Auch der Dunschtigs-Club – eine Kooperation mit der Spitex Zürich – lebt von vielfältigen Ideen und Aktivitäten. Gemeinsam ein Museum besuchen, spazieren gehen, sich auf der Orgel versuchen. Regelmässig wird auch Lotto gespielt – das mag Verena Halter besonders gern. Der Dunnschtigs-Club ist eines der wenigen Angebote im Raum Zürich, zu dem explizit Betroffene und ihre Angehörigen eingeladen sind. Das Konzept hat die Drehscheibe Demenz gemeinsam mit der Spitex entwickelt. Bei diesem Angebot sind jeweils auch auszubildende Personen der Spitex dabei. Einmal sei dies ein Mann aus dem Ausland gewesen. Emil Halter hat ihn angesprochen: Woher er denn komme und wie die Menschen in seinem Heimatland leben würden? Zuerst sei der junge Mann etwas verdutzt gewesen – und habe dann breitwillig Auskunft gegeben. Referate über fremde Orte und Menschen: Das würde ihn interessieren, das sei doch spannend! Es dürfe einfach nicht zu lange dauern – «und danach könnte man ja noch ein paar Fragen stellen.» Emil Halter hat viele Ideen – und er versucht stets aktiv, diese umzusetzen.
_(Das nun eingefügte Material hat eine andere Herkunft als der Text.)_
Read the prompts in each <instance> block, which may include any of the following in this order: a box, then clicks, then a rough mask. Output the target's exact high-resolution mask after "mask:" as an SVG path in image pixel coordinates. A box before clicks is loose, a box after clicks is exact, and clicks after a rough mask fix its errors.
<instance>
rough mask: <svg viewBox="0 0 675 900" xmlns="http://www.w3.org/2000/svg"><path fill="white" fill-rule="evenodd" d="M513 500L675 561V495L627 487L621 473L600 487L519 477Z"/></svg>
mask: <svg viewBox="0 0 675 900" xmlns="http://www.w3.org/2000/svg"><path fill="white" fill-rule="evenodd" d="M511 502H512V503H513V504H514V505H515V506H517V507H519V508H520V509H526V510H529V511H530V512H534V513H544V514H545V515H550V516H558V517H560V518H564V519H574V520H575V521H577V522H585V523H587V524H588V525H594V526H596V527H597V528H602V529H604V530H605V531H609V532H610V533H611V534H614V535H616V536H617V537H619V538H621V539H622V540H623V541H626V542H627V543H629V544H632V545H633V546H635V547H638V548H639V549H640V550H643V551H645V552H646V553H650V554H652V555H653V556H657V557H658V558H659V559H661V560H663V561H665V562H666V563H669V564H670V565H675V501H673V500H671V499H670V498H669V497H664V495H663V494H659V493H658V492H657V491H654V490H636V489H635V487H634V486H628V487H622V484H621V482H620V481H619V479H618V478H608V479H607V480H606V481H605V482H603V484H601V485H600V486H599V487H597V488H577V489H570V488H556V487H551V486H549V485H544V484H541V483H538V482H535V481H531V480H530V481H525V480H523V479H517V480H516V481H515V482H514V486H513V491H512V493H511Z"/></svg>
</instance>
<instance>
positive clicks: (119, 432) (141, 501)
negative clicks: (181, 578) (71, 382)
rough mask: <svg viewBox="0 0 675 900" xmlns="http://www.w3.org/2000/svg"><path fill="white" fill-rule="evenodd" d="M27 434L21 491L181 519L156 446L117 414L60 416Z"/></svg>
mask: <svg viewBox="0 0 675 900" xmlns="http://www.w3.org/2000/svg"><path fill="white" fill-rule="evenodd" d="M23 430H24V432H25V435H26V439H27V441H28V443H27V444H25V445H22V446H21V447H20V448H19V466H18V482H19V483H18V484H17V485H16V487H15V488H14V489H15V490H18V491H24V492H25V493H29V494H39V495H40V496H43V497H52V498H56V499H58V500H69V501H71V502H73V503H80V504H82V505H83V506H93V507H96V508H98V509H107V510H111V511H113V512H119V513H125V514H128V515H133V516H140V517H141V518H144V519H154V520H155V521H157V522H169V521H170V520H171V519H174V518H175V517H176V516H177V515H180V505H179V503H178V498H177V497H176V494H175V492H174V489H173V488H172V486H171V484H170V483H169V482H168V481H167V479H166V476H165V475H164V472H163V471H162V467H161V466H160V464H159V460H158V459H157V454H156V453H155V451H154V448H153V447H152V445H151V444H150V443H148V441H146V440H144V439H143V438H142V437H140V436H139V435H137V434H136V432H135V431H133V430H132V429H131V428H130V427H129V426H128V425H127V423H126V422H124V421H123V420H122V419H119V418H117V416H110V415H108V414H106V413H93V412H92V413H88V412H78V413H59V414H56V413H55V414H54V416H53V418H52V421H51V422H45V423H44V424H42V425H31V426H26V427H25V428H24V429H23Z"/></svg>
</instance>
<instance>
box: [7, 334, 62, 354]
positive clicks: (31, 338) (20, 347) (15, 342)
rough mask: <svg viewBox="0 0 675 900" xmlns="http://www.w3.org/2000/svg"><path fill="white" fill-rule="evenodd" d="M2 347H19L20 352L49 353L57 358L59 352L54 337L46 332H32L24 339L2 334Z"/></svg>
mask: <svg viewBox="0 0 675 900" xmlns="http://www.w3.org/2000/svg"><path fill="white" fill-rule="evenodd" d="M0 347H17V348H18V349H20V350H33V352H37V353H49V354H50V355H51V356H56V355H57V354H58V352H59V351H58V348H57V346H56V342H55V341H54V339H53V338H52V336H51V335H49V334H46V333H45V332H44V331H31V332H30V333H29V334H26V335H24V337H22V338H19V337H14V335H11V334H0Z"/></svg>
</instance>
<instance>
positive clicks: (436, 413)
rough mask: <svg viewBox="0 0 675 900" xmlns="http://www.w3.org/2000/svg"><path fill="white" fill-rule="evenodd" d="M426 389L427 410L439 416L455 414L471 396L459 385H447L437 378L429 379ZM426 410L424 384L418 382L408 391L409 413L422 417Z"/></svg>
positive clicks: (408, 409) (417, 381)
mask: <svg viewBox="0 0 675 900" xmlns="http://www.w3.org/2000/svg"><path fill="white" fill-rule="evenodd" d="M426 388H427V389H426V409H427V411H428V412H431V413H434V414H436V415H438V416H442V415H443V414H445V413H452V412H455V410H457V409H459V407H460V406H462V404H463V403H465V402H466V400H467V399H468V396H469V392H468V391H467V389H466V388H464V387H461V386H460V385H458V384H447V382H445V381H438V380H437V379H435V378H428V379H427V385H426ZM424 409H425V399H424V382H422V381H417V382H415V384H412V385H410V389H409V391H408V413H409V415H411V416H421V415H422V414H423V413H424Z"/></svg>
Demenzbetroffene Menschen und ihre Angehörigen sind Teil des kirchlichen Lebens, werden in allen Angeboten vor Ort wahrgenommen und wertgeschätzt. Mit verschiedenen, demenzfreundlichen Angeboten wird der Kirchenkreis sechs zur Drehscheibe Demenz der Kirchgemeinde Zürich. Die Spitex Zürich begleitet einzelne Angebote mit fachlicher Kompetenz.
Betroffene finden bei der Drehscheibe Demenz einen Ort, wo sie sich aufgehoben fühlen und mit anderen Menschen ins Gespräch kommen.